Austrian artist Erwin Wurm presents his sculptural object Narrow House at the Contemporary Art Centre. This is a to-scale model of his childhood home, a building typical of Austria’s post-war suburban architecture, only the sculpture has been shrunk to 1 m width and pivoted at an unusual angle. “To show everyday life from a different perspective” is one of the artist’s mottoes which he puts into practice by constantly challenging conventional sculptural concepts.
Wurm gained worldwide fame in the 1990s with his One Minute Sculpture cycle. These are 60 seconds ‘tableaux-vivants’ performed by the viewers according to the artist’s instructions (e.g. hold these bottles against the wall with your own body; sit down on the platform, hold your breath and think of Spinoza). This way each time the sculpture is created using new sculptural ‘material’ shaped through a transmission of thought. The artist states that sculpture is first and foremost an art of volume, therefore any increase or decrease in volume – even that which occurs when a person loses weight – can be seen as a form of sculptural expression. In his works Wurm often uses everyday objects (clothes, cars and houses) but changes their scale, proportions and volume. Such transformations may at first glance appear comical, but upon closer inspection are critical commentaries on social norms and values, and metaphors for social context.

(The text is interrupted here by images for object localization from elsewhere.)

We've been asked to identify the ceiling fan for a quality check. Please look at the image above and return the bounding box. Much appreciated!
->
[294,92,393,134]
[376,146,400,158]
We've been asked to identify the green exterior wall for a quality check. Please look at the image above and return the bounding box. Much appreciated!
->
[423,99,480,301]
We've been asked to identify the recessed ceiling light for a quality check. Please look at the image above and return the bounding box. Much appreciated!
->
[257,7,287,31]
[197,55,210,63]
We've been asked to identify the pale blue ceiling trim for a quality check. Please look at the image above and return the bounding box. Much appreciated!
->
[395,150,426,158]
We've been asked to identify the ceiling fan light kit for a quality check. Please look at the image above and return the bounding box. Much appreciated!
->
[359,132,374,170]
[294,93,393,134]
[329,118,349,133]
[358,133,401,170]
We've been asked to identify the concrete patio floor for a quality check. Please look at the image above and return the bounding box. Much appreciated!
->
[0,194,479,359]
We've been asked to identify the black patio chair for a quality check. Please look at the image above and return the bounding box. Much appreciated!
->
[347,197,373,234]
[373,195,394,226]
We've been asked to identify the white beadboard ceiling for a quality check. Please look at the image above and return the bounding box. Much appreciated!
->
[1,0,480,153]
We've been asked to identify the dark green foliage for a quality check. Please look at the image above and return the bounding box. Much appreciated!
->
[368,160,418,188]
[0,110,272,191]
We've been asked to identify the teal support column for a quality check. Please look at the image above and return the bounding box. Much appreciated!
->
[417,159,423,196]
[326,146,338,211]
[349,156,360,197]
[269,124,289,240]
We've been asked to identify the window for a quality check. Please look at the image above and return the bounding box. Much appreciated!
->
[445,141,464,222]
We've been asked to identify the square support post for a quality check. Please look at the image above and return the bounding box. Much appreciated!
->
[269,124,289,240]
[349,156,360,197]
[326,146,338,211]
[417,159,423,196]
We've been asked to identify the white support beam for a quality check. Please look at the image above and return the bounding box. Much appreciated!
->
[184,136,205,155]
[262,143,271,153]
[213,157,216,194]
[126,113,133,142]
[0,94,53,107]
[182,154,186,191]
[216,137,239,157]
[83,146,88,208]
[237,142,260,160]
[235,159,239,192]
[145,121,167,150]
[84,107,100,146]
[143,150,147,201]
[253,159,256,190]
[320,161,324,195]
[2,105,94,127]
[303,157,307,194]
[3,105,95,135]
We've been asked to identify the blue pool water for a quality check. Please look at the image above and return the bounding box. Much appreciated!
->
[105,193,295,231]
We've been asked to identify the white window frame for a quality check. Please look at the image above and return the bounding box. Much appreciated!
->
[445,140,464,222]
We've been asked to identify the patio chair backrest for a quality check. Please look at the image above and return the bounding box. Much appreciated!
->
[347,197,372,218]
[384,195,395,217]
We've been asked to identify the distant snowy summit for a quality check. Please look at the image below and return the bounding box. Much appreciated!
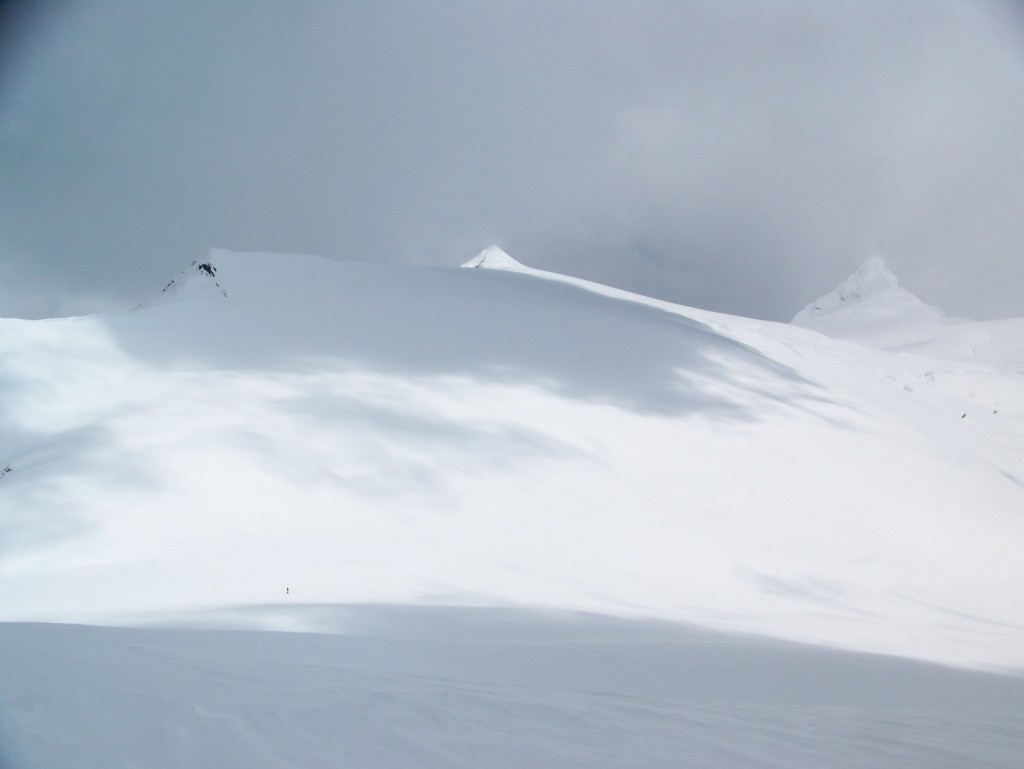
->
[461,246,531,272]
[792,256,941,324]
[156,250,231,301]
[787,257,1004,354]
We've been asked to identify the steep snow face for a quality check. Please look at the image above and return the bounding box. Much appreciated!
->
[1,249,1023,669]
[793,256,943,323]
[795,256,904,318]
[792,257,963,351]
[791,256,1024,365]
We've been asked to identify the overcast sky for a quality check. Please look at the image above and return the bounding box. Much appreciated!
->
[2,0,1023,321]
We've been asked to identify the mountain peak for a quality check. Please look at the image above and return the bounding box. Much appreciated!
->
[461,246,528,271]
[839,255,900,296]
[792,256,934,324]
[158,251,230,301]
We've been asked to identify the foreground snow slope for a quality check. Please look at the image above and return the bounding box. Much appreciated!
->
[1,248,1022,668]
[3,608,1024,769]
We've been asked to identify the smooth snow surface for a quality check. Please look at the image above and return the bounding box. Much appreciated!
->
[2,248,1024,765]
[1,249,1023,669]
[2,609,1024,769]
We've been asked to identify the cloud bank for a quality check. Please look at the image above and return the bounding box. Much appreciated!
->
[1,0,1023,320]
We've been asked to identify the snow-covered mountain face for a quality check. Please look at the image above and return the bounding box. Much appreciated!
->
[791,255,1021,359]
[1,249,1022,670]
[793,255,932,323]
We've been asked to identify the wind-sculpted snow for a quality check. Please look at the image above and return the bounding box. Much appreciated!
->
[2,611,1024,768]
[0,249,1022,673]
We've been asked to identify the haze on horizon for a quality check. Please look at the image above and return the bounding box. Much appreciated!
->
[1,0,1023,321]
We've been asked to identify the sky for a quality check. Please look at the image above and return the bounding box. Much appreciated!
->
[1,0,1023,322]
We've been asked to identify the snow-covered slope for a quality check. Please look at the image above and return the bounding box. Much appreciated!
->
[1,248,1023,671]
[3,248,1024,767]
[4,611,1024,769]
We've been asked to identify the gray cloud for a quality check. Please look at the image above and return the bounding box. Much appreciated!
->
[1,0,1023,320]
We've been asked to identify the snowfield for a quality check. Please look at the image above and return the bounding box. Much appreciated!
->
[1,248,1022,766]
[3,608,1024,769]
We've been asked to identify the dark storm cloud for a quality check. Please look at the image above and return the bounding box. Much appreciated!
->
[1,0,1023,320]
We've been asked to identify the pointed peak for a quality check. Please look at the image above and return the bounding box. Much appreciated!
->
[792,255,928,324]
[157,251,230,301]
[838,255,900,298]
[461,246,528,271]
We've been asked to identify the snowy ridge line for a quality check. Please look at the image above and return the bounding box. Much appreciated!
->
[459,245,752,333]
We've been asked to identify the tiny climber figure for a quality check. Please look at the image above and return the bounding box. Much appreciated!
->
[286,587,290,596]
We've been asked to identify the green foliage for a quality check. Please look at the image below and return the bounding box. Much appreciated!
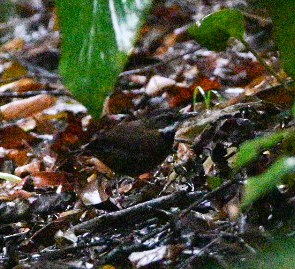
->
[242,157,295,208]
[234,131,290,171]
[193,86,213,109]
[207,176,224,190]
[188,9,245,51]
[56,0,152,118]
[0,0,15,23]
[258,0,295,79]
[233,235,295,268]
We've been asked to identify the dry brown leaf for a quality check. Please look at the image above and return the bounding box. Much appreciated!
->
[0,124,37,149]
[1,61,28,81]
[145,75,176,96]
[176,142,195,163]
[14,78,44,92]
[103,92,136,115]
[0,94,56,120]
[30,171,75,191]
[1,38,25,52]
[246,83,295,108]
[7,149,31,166]
[14,160,42,177]
[78,174,109,206]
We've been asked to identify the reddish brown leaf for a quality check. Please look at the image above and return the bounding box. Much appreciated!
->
[196,76,221,91]
[14,78,44,92]
[15,160,42,177]
[234,59,265,81]
[6,149,31,166]
[0,124,37,149]
[103,92,137,115]
[31,171,75,191]
[51,113,85,152]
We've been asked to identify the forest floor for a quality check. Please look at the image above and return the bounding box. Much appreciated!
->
[0,0,294,268]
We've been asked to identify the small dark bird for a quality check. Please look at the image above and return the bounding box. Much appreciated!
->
[85,111,192,176]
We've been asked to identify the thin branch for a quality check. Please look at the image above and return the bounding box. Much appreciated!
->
[119,46,200,77]
[69,191,203,234]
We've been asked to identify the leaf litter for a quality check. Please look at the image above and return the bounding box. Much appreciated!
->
[0,0,294,268]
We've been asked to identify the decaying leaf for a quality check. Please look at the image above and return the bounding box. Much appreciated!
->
[0,94,56,120]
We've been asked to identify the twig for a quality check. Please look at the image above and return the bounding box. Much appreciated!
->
[119,45,200,77]
[176,237,221,269]
[0,89,71,98]
[0,74,62,85]
[69,191,203,234]
[240,39,287,87]
[179,179,238,218]
[37,241,112,260]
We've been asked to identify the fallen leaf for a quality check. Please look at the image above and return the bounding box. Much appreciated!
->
[14,78,44,92]
[14,160,42,177]
[0,94,56,120]
[0,124,37,149]
[1,38,25,52]
[78,173,109,206]
[7,149,31,166]
[1,61,27,81]
[31,171,75,191]
[145,75,175,96]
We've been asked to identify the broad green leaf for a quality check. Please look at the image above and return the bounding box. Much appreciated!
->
[242,157,295,208]
[232,235,295,268]
[258,0,295,79]
[188,9,245,51]
[0,1,15,23]
[56,0,152,118]
[234,131,290,171]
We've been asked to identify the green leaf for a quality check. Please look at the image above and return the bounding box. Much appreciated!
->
[207,176,224,190]
[259,0,295,79]
[188,9,245,51]
[0,172,22,183]
[232,235,295,268]
[56,0,152,118]
[0,1,15,23]
[242,157,295,208]
[234,131,290,171]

Narrow House has been modelled after a prototype of the artist’s childhood home. In 1960s Austria, similar houses were being built on a massive scale for the middle class who sought to fulfil the dream of owning a private house. Wurm’s father was a police detective, his mother a housewife; he recalls his childhood and teenage years as a period of strict limitations and constraints. At school children were not allowed to read American comics featuring Donald Duck, while in the 60s a ban on twist dance was declared in one of the Western parts of Austria. Thus the sense of individuality, that a concept of a private home was supposed to provide, in reality could only express itself in very limited forms, and by reconstructing them the artist is rethinking his and his generation’s experience of living in a constrained and standardised environment.